A patient who for the first two years of therapy has no memory of his childhood. After two years he begins to discover that he was subjected to systematic and sadistic sexal abuse from a young age. The knowledge comes to him in inner language and he re-experiences traumatic events as pain, movements in his limbs, feelings in his body. In session it appears as if he is being forced into different positions in the chair in which he sits. When I tell him I believe him, he asks how I can believe something he does not remember. Because to remember in the way that he means would require an embodied sense that the story being told by his sensations, his pain, his movements and his language is real.

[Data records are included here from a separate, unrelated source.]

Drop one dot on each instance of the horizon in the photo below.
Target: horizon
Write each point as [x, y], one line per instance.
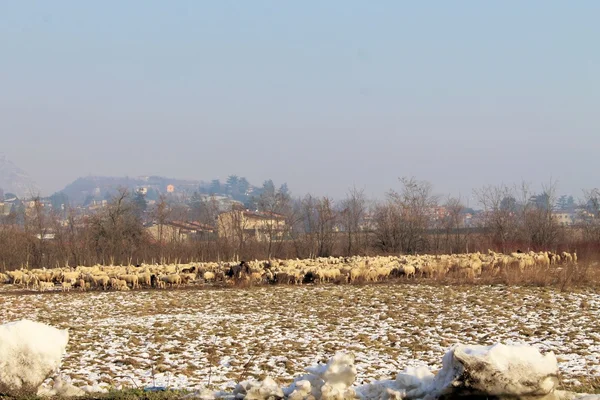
[323, 97]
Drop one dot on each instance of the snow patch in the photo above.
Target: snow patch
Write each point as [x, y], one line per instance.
[29, 353]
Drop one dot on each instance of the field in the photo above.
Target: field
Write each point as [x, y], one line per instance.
[215, 337]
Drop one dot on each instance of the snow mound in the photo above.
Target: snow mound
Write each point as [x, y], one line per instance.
[499, 371]
[254, 390]
[412, 383]
[29, 353]
[331, 381]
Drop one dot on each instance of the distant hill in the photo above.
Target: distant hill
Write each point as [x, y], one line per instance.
[15, 180]
[84, 190]
[89, 188]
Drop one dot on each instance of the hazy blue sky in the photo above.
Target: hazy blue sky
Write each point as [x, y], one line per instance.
[320, 94]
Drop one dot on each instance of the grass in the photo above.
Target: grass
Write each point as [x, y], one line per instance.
[281, 330]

Vignette 3: Post-suicidal Identification
My patient says she feels less like a person, more like a doll subjected to forces beyond her control. My patient is plagued by terrible dissociation and by extreme forms of self harm that leave permanent damage. She suffers with gastric issues and chronic pain. She lives with the constant threat of death. After some years, my patient dies by suicide. A week later, at the time when we would normally meet, I am struck by stomach pain, diarrhea, a headache and an inability to think. I move to rest on my couch and fall unconscious for 15 minutes. When I wake my lymph glands are swollen. I feel that the room is not real. When I speak, my voice is not my voice. I understand this as an intense bodily identification with her in her absence. My body remembers hers.
Some closing thoughts on the internalisation of the object
All the processes I have touched upon in this short presentation are bi-directional. As relational analysis has increasingly emphasised in recent decades, the patient experiences – both consciously and unconsciously – how we are with them. Their body identifies with ours, senses our reactions and styles of regulation, our expansion and contraction. When they take us into their hearts it is because they feel the memories of our bodies together. One patient recently described to me how his alienation and traumatic inner pain had begun to abate because he has the sense that the therapy room we share is within him. We have all heard similar experiences from patients. What is this but a bodily memory of togetherness, a new aspect in our embodied record of relationality?
I recalll when I was in my first clinical placement and felt a sense of foreboding about a coming session with a patient I found challenging. On my way to meet him in the waiting room, I thought of my own analyst, a woman who for me at that time was a model of quiet safety. As I walked down the corridor of the university clinic I did not only recall my sessions with her. I felt a shift in my stride as I began to walk as she walked.